IS there anyway to backup EVERYTHING on an Android phone to the SD card? I know my files are there, but I want my apps on there, and all settings, app settings, and game saves and such within apps
Recently had to swap phones, and basically had to start from scratch. What would be IDEAL would be to run the entire phone (Other than core stuff) from the SD card. That way I could just pop the SD card out of the old phone, put it in the new phone, and it's just like I'm on the old phone.
I still don't have all the apps I did on my old phone because I can't remember what they were lol
Lost all of my video game progress. Not a big deal, lol, but be nice if all that stuff was still there.


----------



## dpeters11 (May 30, 2007)

Stock or rooted? Titanium Backup is great, but requires rooted. Not sure if a stock app can do it.


----------



## RasputinAXP (Jan 23, 2008)

Can't do it stock. Root and download Titanium Backup. First things I recommend for any Android user: root, TiBackup, SetCPU. 

Edit: Android 2.3, 3 and 4 'remember' your apps from the Market and attempt to redownload when you sync.


----------



## kevinturcotte (Dec 19, 2006)

RasputinAXP said:


> Can't do it stock. Root and download Titanium Backup. First things I recommend for any Android user: root, TiBackup, SetCPU.
> 
> Edit: Android 2.3, 3 and 4 'remember' your apps from the Market and attempt to redownload when you sync.

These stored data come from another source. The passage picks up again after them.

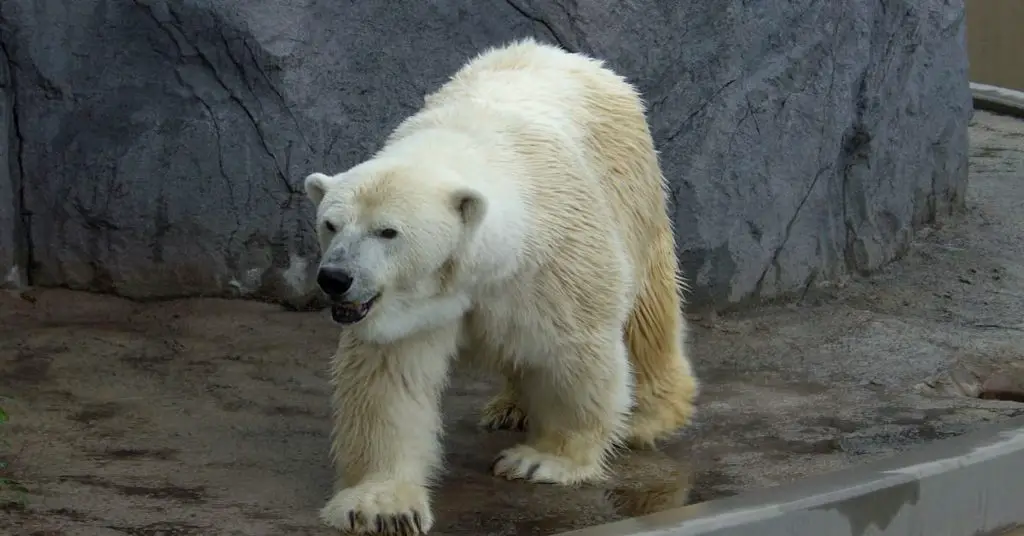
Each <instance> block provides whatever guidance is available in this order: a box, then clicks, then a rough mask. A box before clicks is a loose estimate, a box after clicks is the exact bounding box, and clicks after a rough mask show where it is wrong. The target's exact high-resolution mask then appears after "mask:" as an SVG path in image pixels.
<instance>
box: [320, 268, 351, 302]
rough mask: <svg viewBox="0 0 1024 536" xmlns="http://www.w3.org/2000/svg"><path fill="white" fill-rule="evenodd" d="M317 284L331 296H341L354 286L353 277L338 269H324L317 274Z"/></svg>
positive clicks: (332, 268) (323, 290) (324, 291)
mask: <svg viewBox="0 0 1024 536" xmlns="http://www.w3.org/2000/svg"><path fill="white" fill-rule="evenodd" d="M316 284H317V285H319V287H321V289H322V290H323V291H324V292H325V293H327V294H328V295H330V296H340V295H342V294H344V293H345V292H348V289H349V288H350V287H351V286H352V277H351V276H349V275H348V274H346V273H345V272H344V271H342V270H339V269H336V267H322V269H319V272H318V273H317V274H316Z"/></svg>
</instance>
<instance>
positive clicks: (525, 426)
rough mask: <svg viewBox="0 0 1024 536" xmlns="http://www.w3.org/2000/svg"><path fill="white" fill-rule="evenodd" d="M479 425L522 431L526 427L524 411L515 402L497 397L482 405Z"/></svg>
mask: <svg viewBox="0 0 1024 536" xmlns="http://www.w3.org/2000/svg"><path fill="white" fill-rule="evenodd" d="M480 427H482V428H486V429H489V430H499V429H510V430H518V431H522V430H524V429H526V412H525V411H523V409H522V408H520V407H519V405H518V404H516V403H515V402H512V401H510V400H507V399H505V398H502V397H498V398H496V399H495V400H493V401H490V402H489V403H488V404H487V405H486V406H484V407H483V411H482V415H481V416H480Z"/></svg>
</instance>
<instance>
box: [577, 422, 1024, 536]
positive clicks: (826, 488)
mask: <svg viewBox="0 0 1024 536" xmlns="http://www.w3.org/2000/svg"><path fill="white" fill-rule="evenodd" d="M1019 526H1024V418H1016V419H1013V420H1011V421H1008V422H1006V423H1002V424H998V425H992V426H990V427H987V428H985V429H984V430H981V431H976V432H973V434H970V435H966V436H962V437H959V438H955V439H951V440H943V441H940V442H937V443H934V444H931V445H927V446H925V447H922V448H920V449H916V450H914V451H912V452H907V453H904V454H901V455H898V456H894V457H892V458H889V459H886V460H882V461H879V462H874V463H870V464H865V465H861V466H857V467H852V468H849V469H845V470H842V471H837V472H833V473H826V475H821V476H817V477H813V478H809V479H804V480H802V481H799V482H795V483H792V484H788V485H784V486H779V487H776V488H770V489H765V490H759V491H754V492H749V493H743V494H740V495H737V496H734V497H729V498H726V499H721V500H715V501H710V502H705V503H699V504H693V505H690V506H686V507H683V508H676V509H672V510H666V511H663V512H658V513H653V514H650V516H645V517H642V518H634V519H629V520H625V521H622V522H616V523H611V524H607V525H601V526H597V527H591V528H587V529H582V530H578V531H572V532H566V533H562V534H561V535H560V536H570V535H571V536H627V535H628V536H697V535H699V536H712V535H714V536H940V535H941V536H989V535H991V536H995V535H1000V534H1004V532H1005V531H1008V530H1010V529H1012V528H1016V527H1019Z"/></svg>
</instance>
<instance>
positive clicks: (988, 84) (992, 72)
mask: <svg viewBox="0 0 1024 536" xmlns="http://www.w3.org/2000/svg"><path fill="white" fill-rule="evenodd" d="M1022 28H1024V2H1021V1H1020V0H969V1H968V3H967V43H968V44H967V48H968V53H969V57H970V60H971V61H970V63H971V81H972V82H980V83H982V84H987V85H992V86H1000V87H1007V88H1010V89H1016V90H1018V91H1024V54H1022V53H1021V52H1022V51H1024V32H1021V29H1022Z"/></svg>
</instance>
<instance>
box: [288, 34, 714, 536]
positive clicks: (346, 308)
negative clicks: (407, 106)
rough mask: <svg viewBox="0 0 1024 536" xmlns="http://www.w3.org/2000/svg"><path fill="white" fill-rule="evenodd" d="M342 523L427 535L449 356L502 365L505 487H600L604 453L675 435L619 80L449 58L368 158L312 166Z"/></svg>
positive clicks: (639, 134)
mask: <svg viewBox="0 0 1024 536" xmlns="http://www.w3.org/2000/svg"><path fill="white" fill-rule="evenodd" d="M305 190H306V193H307V195H308V197H309V199H310V200H311V201H312V203H313V204H314V205H315V206H316V219H315V221H316V223H315V224H316V233H317V237H318V241H319V246H321V251H322V259H321V264H319V266H318V272H317V276H316V281H317V284H318V286H319V287H321V289H322V290H323V291H324V292H325V293H326V294H327V295H328V296H329V297H330V298H331V300H332V303H333V304H332V307H331V314H332V317H333V319H334V320H335V321H336V322H337V323H338V324H341V325H342V328H341V330H340V340H339V344H338V351H337V353H336V355H335V356H334V358H333V360H332V383H333V391H334V396H333V401H332V402H333V407H334V411H335V416H334V431H333V442H332V449H331V452H332V457H333V460H334V462H335V464H336V467H337V491H336V494H335V495H334V497H333V498H332V499H331V500H330V501H329V502H328V504H327V505H326V506H325V507H324V508H323V509H322V510H321V518H322V520H323V521H324V522H326V523H327V524H328V525H330V526H332V527H335V528H337V529H340V530H342V531H349V532H357V533H369V534H380V533H426V532H427V531H428V530H429V529H430V528H431V526H432V525H433V514H432V511H431V507H430V503H429V492H428V488H429V486H430V485H431V484H432V482H433V478H434V477H435V476H436V473H437V469H438V465H439V464H440V453H441V451H440V446H439V435H440V430H441V415H440V412H439V402H440V397H441V393H442V389H443V387H444V385H445V383H446V380H447V377H449V369H450V365H451V362H452V361H453V360H454V359H455V358H456V357H457V356H458V357H459V359H463V360H469V361H471V362H473V363H475V364H477V365H480V366H485V367H490V368H492V370H496V371H500V372H502V373H503V374H504V379H505V386H504V389H503V390H502V391H501V393H500V394H499V395H498V397H497V398H496V399H494V400H493V401H492V402H490V403H489V404H488V405H487V406H486V407H485V408H484V410H483V418H482V423H483V424H484V425H485V426H489V427H525V430H526V439H525V441H524V443H522V444H521V445H518V446H514V447H512V448H509V449H507V450H505V451H503V452H501V453H499V454H498V456H497V458H496V460H495V463H494V465H493V467H492V471H493V472H494V473H495V475H496V476H501V477H504V478H507V479H522V480H526V481H530V482H538V483H541V482H544V483H555V484H561V485H573V484H579V483H584V482H589V481H596V480H599V479H601V478H603V477H604V476H605V475H606V471H607V461H608V458H609V454H610V451H612V450H613V449H614V448H615V446H617V445H622V444H626V443H634V444H642V445H647V444H651V443H653V442H655V441H656V440H659V439H662V438H664V437H666V436H669V435H671V434H673V432H675V431H677V430H678V429H679V428H681V427H682V426H684V425H685V424H686V423H687V422H688V421H689V420H690V418H691V415H692V413H693V404H694V399H695V397H696V395H697V380H696V378H695V377H694V374H693V372H692V370H691V366H690V362H689V361H688V358H687V355H686V352H685V342H686V341H685V335H686V332H685V328H686V326H685V324H684V317H683V316H682V311H681V305H682V299H681V295H680V292H681V285H682V279H681V278H680V276H679V271H678V264H677V260H676V257H675V239H674V237H673V231H672V225H671V222H670V218H669V215H668V213H667V194H666V188H665V180H664V177H663V175H662V172H660V169H659V167H658V163H657V156H656V153H655V151H654V148H653V143H652V140H651V136H650V133H649V130H648V127H647V123H646V118H645V112H644V107H643V104H642V101H641V99H640V97H639V95H638V93H637V91H636V90H635V89H634V88H633V87H632V86H631V85H630V84H629V83H628V82H626V81H625V80H624V79H623V78H622V77H620V76H617V75H616V74H615V73H613V72H612V71H610V70H608V69H607V68H605V67H604V66H603V63H601V61H600V60H598V59H595V58H592V57H588V56H585V55H582V54H577V53H568V52H565V51H562V50H561V49H559V48H556V47H554V46H550V45H546V44H542V43H539V42H537V41H534V40H529V39H527V40H521V41H516V42H512V43H509V44H507V45H505V46H502V47H496V48H492V49H489V50H486V51H484V52H482V53H481V54H480V55H478V56H477V57H475V58H474V59H472V60H470V61H469V63H468V64H467V65H465V66H464V67H463V68H462V69H461V70H460V71H458V72H457V73H456V74H455V75H454V76H453V77H452V79H451V80H449V81H447V82H446V83H445V84H444V85H443V86H441V87H440V88H439V89H438V90H436V91H435V92H433V93H432V94H429V95H427V96H426V97H425V105H424V107H423V109H422V110H420V111H419V112H418V113H416V114H415V115H413V116H411V117H409V118H408V119H406V120H404V121H403V122H402V123H401V124H399V125H398V126H397V128H395V130H394V131H393V132H392V133H391V135H390V136H389V137H388V138H387V140H386V142H385V145H384V147H383V149H381V150H380V151H379V152H378V153H377V154H375V155H374V156H373V157H372V158H370V159H369V160H367V161H365V162H362V163H360V164H357V165H355V166H354V167H352V168H350V169H348V170H347V171H344V172H342V173H339V174H335V175H328V174H325V173H319V172H315V173H311V174H310V175H308V176H307V177H306V178H305Z"/></svg>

Have to try that. I'm running Gingerbread, as was the damaged phone, and it didn't remember ANY of my apps. Like I said, still some I don't have because I can't remember what they were.


----------



## kevinturcotte (Dec 19, 2006)

dpeters11 said:


> Stock or rooted? Titanium Backup is great, but requires rooted. Not sure if a stock app can do it.


It's stock. I rooted the old phone, but didn't really find too much extra to do with it rooted, so haven't bothered yet on this one.


----------



## RasputinAXP (Jan 23, 2008)

You also had to have enabled the setting under Accounts for "Remember my Apps and Settings".


----------



## kevinturcotte (Dec 19, 2006)

I remember I used a program on my computer to root my phone really fast, but it doesn't look like I saved. it. Anybody know of any programs that a fairly idiot proof that will root your phone (If it matters, I have a Samsung Stratosphere)?


----------



## TBlazer07 (Feb 5, 2009)

Check XDA for rooting. Most popular devices have "one button" rooting scripts.

I say root it just for Titanium Backup (for app & data backup) and Clockwork Mod Recovery. CWMR allows you do make a full and complete image of your phone (except for the SD storage partition) and save it to SD and/or on your computer. CMWR has been around for years. There is even a touch version now. You used to have to use the vol and pwr buttons.


----------



## RasputinAXP (Jan 23, 2008)

CWM Touch is amazing.


----------



## Marlin Guy (Apr 8, 2009)

Google Play keeps track of all of the apps you have ever installed.
https://play.google.com/apps
Logon and go through the list. Click the install button on the ones you want to reinstall.

There are also apps that allow you to backup your contacts, bookmarks, etc. to the card.
Rooted ROMs allow for programs to be installed or moved to the memory cards. Probably not available on stock ROMs.


----------



## Marlin Guy (Apr 8, 2009)

kevinturcotte said:


> I remember I used a program on my computer to root my phone really fast, but it doesn't look like I saved. it. Anybody know of any programs that a fairly idiot proof that will root your phone (If it matters, I have a Samsung Stratosphere)?


http://forum.xda-developers.com/showthread.php?t=1513576


----------